Manœuvres dans le cyberespace : la stratégie Cybersécurité des USA

Spécialiste du secteur IT depuis une vingtaine d’années et en cybersécurité depuis une dizaine d’années, EH est aussi l’auteur du blog Si vis pacem para bellum qui a pour objet de diffuser, partager et communiquer sur les risques et les menaces liées aux technologies, en particulier la protection et la sécurité de l’information dans le cyberespace. Au-delà de ce champ au confluent de la technique et de l’humain, il s’intéresse également au secteur de la Défense, à l’industrie, à la géopolitique et à la prospective.


Superpuissances à la manœuvre

Ces derniers mois laissent à penser que les États-Unis ont décidé d’investir le cyberespace de manière puissante, rationnelle et cohérente. Le politique, parfaitement informé mais peut-être trop pris depuis une décennie par d’autres champs de bataille, semble finalement avoir compris quels avantages mais surtout quels dangers il existait à laisser d’autres pays, en particulier la superpuissance chinoise en devenir (et donc la nouvelle Union Soviétique d’hier ?), investir le cyberespace sans se préoccuper sérieusement de la protection des réseaux et systèmes fédéraux et militaires et, surtout, des informations qui y circulent.

CIDRIS ayant déjà fait une analyse approfondie et pertinente en ce qui concerne la stratégie publiée le 14 juillet par le Pentagone, celle-ci va simplement tenter d’en compléter certains axes et d’étendre des points de réflexion, n’engageant que leur auteur.

Manœuvre(s) dans le cyberespace

Pour de nombreux commentateurs avisés, la stratégie du Pentagone semble, en apparence, en dessous de ce à quoi nous avons été habitués.
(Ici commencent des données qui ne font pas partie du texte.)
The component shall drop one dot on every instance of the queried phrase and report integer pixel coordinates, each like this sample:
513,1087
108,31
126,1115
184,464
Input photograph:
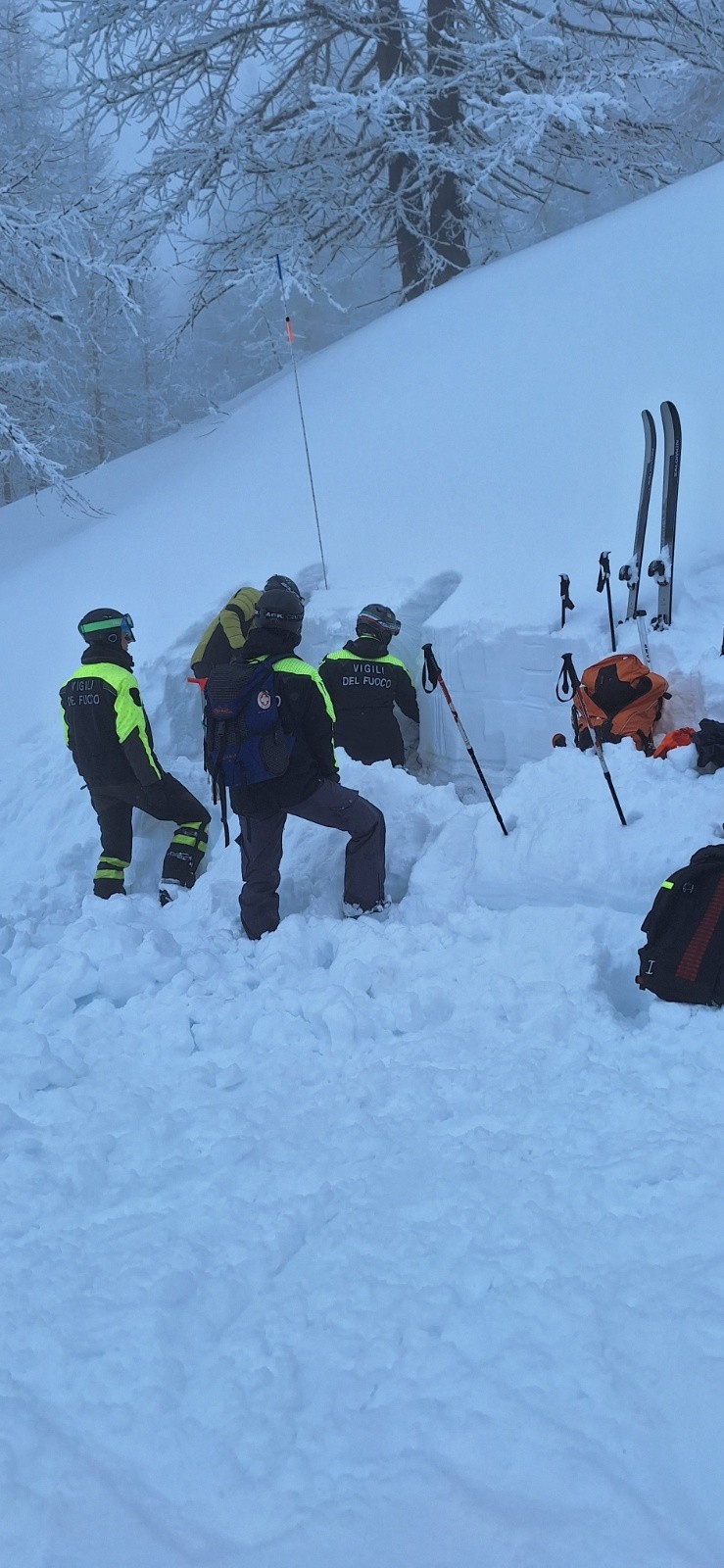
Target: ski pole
290,339
643,637
569,684
605,582
433,673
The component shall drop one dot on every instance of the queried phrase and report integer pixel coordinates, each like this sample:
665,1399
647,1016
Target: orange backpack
621,697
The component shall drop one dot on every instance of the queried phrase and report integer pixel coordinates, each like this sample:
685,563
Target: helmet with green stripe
105,626
379,619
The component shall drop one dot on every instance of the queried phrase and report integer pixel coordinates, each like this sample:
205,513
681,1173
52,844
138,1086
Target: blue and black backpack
243,737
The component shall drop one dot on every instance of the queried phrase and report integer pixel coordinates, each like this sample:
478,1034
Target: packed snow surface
384,1241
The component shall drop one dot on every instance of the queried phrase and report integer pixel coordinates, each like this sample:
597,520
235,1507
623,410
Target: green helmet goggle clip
101,627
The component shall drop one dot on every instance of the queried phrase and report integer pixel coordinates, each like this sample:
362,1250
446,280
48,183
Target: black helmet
378,618
282,582
279,608
105,626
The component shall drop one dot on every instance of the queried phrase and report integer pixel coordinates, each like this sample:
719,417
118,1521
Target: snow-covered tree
65,305
337,130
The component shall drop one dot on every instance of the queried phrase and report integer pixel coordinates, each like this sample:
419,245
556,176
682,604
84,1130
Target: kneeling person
306,783
109,734
365,684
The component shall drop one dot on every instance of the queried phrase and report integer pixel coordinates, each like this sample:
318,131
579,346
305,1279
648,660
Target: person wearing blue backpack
269,747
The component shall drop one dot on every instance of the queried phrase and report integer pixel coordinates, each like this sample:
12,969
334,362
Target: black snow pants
167,802
331,807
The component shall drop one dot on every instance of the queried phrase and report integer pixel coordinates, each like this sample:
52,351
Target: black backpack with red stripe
684,956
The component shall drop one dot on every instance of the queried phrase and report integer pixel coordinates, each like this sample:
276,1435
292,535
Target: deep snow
387,1241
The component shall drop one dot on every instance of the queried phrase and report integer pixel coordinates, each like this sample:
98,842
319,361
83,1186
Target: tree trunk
447,227
403,172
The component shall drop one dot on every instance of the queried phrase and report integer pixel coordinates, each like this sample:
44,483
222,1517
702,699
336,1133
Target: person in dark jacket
309,788
365,684
227,632
109,734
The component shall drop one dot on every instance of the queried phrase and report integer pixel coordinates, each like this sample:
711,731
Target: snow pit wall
504,689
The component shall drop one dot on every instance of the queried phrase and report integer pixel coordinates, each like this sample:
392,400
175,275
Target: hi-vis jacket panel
107,728
226,634
308,713
365,682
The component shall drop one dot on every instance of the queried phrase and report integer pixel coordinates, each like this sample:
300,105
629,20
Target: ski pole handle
431,670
Doit-on y voir alors la marque d’une certaine humilité que cherche à imprimer l’administration Obama depuis qu’elle dirige les USA (20 janvier 2009) ou s’agit-il seulement d’un effet d’optique, volontairement recherché et mis en scène à Washington ?

Après tout, quel intérêt y aurait-il à concevoir uniquement des moyens offensifs si le socle qui leur sert de couvert est ouvert aux quatre vents ? L’importance des budgets consacrés au sujet (12 milliards $ dont les 2/3 pour la Défense), en période d’austérité budgétaire généralisée, n’est pas un indice suffisant mais ne plaide néanmoins pas dans le sens de simples effets d’annonce ou d’une posture purement défensive.

Certains analystes avancent même l’idée que les États-Unis instrumentaliseraient une tendance « naturelle » du cyberespace (transposition de la « vraie vie » dans celui-ci : les actions délictueuses croient en proportion du nombre d’utilisateurs), le rendant bien plus anxiogène voire menaçant qu’il ne le serait en réalité. Cette opinion peut faire sens car, hormis peut-être un cas d’utilisation de moyens de cyber-warfare (l’opération Orchard en 2007), les « cyber-attaques » jusqu’à présent connues ressemblent davantage à l’expression de revendications politiques (phénomène Anonymous) ou économiques (le vol de biens immatériels -les données- qui possèdent une valeur monnayable) sans dégâts matériels ni victimes physiques.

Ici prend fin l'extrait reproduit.